Et comme pour confirmer les dires de sa mère, il vient lui demander s’il peut jouer encore une heure dans sa chambre.

Les enfants rangèrent rapidement tous les jouets autour de la piscine avant de monter se préparer pour la nuit espérant garder la clémence de leurs parents. Dès les chastes oreilles éloignées, Tim rabroue Julie :

— Qu’est-ce qui te prend ? C’est nouveau… ? Depuis quand tu les laisses dormir l’un chez l’autre en pleine semaine ?
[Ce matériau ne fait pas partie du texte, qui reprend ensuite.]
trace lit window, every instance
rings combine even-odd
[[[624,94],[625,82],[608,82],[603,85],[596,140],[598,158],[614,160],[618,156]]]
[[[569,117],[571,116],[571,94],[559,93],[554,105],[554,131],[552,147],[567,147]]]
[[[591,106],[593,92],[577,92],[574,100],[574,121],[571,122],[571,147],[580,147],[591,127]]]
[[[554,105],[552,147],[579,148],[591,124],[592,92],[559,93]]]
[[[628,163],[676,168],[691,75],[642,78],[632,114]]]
— Alors mon chéri, réplique-t-elle d’une voix glaciale. Quand tu auras décidé de refaire partie de cette famille qui semble tellement t’ennuyer, tu auras ton mot à dire. Et sache pour ta gouverne que Tiphaine et Marion ne devront être debout qu’à dix heures et uniquement pour une balade sur le lac. Quant à Théo et Maxime, c’est un petit déjeuner qui les attend à neuf heures au parc public. Je ne pense pas qu’on exagère plus que ça.

Je vois du coin de l’œil Manu s’empêcher de sourire. Personnellement je sautille intérieurement de cette petite rébellion. Mais je me demande si une fois sans aucun témoin, Tim ne pourrait pas hausser plus encore le ton. Parfois, son regard sans expression me fait peur. Julie se tourne à présent vers nous et propose :

— Nous avons une chambre d’amis, si vous avez envie de rester vous aussi. Les brosses à dents de réserves se trouvent dans le buffet de la salle de bain. Comme ça, demain matin, je ferai le café pour tout le monde et même… quelques tartines ? Qu’est-ce que vous en pensez ?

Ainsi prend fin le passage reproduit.